A WALL STREET JOURNAL NEWS ROUNDUP
ZURICH--Turkey and Armenia signed an accord Saturday to establish diplomatic relations after a century of enmity, as U.S. Secretary of State Hillary Rodham Clinton helped the two sides clear a last-minute snag.
The Turkish and Armenian foreign ministers signed the agreement in the Swiss city of Zurich after a late dispute over the final statements they would make.
Officials said Mrs. Clinton and mediators from Switzerland intervened to help broker a solution.
The accord is expected to win ratification from both nations' parliaments and could lead to a reopening of their border that has been closed for 16 years. But nationalists on both sides are still seeking to derail implementation of the deal.
Better ties between Turkey, a regional heavyweight, and poor, landlocked Armenia are a priority for U.S. President Barack Obama. They could help reduce tensions in the troubled Caucasus region and facilitate its role as a corridor for energy supplies bound for the West.
Turkish Prime Minister Recep Tayyip Erdogan said Turkey was taking steps with "goodwill" to restore ties with Armenia but that it was keen on seeing Armenian troops withdrawn from Nagorno Karabakh.
"We are trying to boost our relations with Armenia in a way that will cause no hard feelings for Azerbaijan," Mr. Erdogan told reporters in Turkey.
Mr. Erdogan said Turkey's relations with Armenia after the agreement is signed Saturday will run parallel to the resolution of the Nagorno-Karabakh conflict.
Switzerland, which mediated six weeks of talks between Turkey and Armenia to reach the accord, is hosting the signing.
The contentious issue of whether the killing of as many as 1.5 million Armenians during the final days of the Ottoman Empire amounted to genocide is only hinted at in the agreement, which calls for diplomatic ties for the first time and the opening of the border within two months.
The foreign ministers of both countries are expected to sign the deal and both parliaments are expected to ratify it.
Necati Cetinkaya, a deputy chairman of Turkey's ruling Justice and Development Party, defended the deal, saying "sincere steps that are being taken will benefit Turkey." He said Turkey is aiming to form friendly ties with all its neighbors and could benefit from trade with Armenia.
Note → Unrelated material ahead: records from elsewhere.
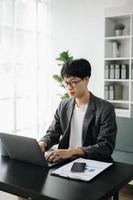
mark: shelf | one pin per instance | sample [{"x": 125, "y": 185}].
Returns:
[
  {"x": 117, "y": 80},
  {"x": 118, "y": 37},
  {"x": 118, "y": 62}
]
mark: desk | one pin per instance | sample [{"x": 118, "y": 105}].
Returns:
[{"x": 28, "y": 180}]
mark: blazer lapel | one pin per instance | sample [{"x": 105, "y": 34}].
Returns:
[
  {"x": 89, "y": 115},
  {"x": 64, "y": 143}
]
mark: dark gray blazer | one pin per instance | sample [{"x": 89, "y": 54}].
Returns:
[{"x": 98, "y": 132}]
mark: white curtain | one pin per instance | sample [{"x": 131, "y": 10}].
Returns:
[{"x": 25, "y": 67}]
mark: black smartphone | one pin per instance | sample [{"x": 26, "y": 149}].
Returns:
[{"x": 78, "y": 167}]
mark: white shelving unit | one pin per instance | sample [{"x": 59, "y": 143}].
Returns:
[{"x": 118, "y": 61}]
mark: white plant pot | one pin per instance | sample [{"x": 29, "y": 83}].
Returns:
[{"x": 118, "y": 32}]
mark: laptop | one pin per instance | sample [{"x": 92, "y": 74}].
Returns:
[{"x": 25, "y": 149}]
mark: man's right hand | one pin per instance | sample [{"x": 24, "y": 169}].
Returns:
[{"x": 43, "y": 145}]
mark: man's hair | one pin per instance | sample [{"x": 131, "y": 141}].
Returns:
[{"x": 77, "y": 68}]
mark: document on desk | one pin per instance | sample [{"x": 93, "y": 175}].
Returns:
[{"x": 92, "y": 169}]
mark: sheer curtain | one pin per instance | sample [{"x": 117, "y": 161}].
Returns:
[{"x": 24, "y": 67}]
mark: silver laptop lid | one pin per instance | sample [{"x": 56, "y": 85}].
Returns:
[{"x": 23, "y": 148}]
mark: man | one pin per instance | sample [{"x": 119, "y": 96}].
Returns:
[{"x": 84, "y": 125}]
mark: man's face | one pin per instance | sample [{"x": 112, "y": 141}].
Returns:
[{"x": 75, "y": 86}]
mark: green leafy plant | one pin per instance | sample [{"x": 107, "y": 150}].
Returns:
[{"x": 63, "y": 58}]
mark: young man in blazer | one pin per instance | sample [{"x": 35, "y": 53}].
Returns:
[{"x": 84, "y": 125}]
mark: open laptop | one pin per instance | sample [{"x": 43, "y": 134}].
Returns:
[{"x": 25, "y": 149}]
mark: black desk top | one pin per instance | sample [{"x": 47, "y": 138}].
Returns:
[{"x": 27, "y": 180}]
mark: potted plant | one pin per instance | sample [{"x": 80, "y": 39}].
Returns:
[
  {"x": 63, "y": 58},
  {"x": 119, "y": 29}
]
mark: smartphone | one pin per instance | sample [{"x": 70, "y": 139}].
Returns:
[{"x": 78, "y": 167}]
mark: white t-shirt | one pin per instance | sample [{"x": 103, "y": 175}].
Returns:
[{"x": 76, "y": 126}]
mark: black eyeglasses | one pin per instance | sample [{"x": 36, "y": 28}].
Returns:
[{"x": 72, "y": 84}]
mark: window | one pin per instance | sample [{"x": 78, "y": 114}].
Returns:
[{"x": 22, "y": 38}]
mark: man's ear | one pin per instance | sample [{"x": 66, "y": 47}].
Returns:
[{"x": 87, "y": 79}]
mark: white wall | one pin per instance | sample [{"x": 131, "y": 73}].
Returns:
[{"x": 78, "y": 26}]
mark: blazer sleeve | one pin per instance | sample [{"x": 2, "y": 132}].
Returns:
[
  {"x": 105, "y": 142},
  {"x": 54, "y": 131}
]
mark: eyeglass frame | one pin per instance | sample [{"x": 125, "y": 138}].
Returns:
[{"x": 70, "y": 83}]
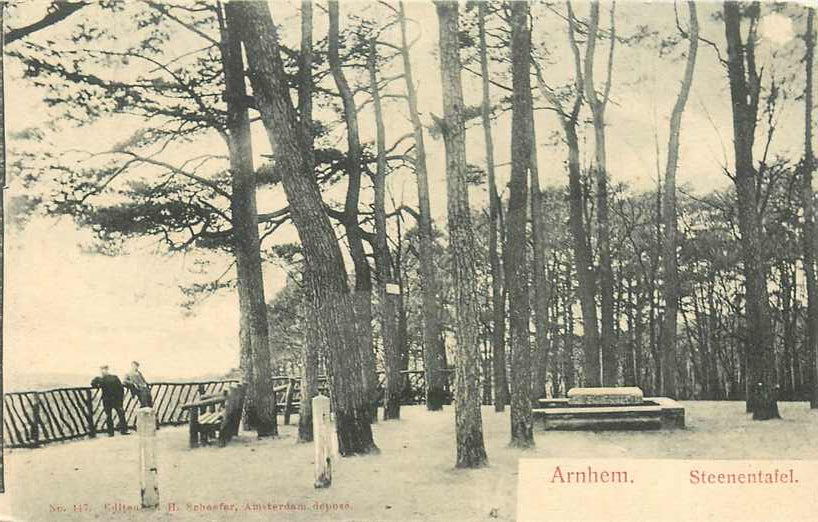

But Yilmaz Ates of the main opposition Republican People's Party said Turkey should avoid any concessions.
"If Armenia wants to repair relations...then it should end occupation of Nagorno Karabakh, that's it," Mr. Ates said Saturday.
About 10,000 protesters rallied Friday in Armenia's capital to oppose the signing.
The agreement calls for a panel to discuss "the historical dimension"--a reference to the genocide issue--that will include "an impartial scientific examination of the historical records and archives to define existing problems and formulate recommendations."
That clause is viewed as a concession to Turkey because Armenia has said genocide was confirmed by international historians, and further discussion could lead to deadlock. Turkey denies genocide, contending the toll is inflated and those killed were victims of civil war.
Another source of dispute is Nagorno Karabakh, an enclave in Azerbaijan that is occupied by Armenian troops. Turks have close cultural and linguistic ties with Azerbaijan, which is pressing Turkey for help in recovering its land. Turkey shut its border with Armenia to protest the Armenian invasion of Nagorno Karabakh in 1993.
Turkey wants Armenia to withdraw some troops from the enclave area to show goodwill and speed the opening of their joint border, but Armenia has yet to agree, said Omer Taspinar, Turkey project director at the Brookings Institution in Washington.
"We may end up in a kind of awkward situation where there are diplomatic relations, but the border is still closed," Mr. Taspinar said.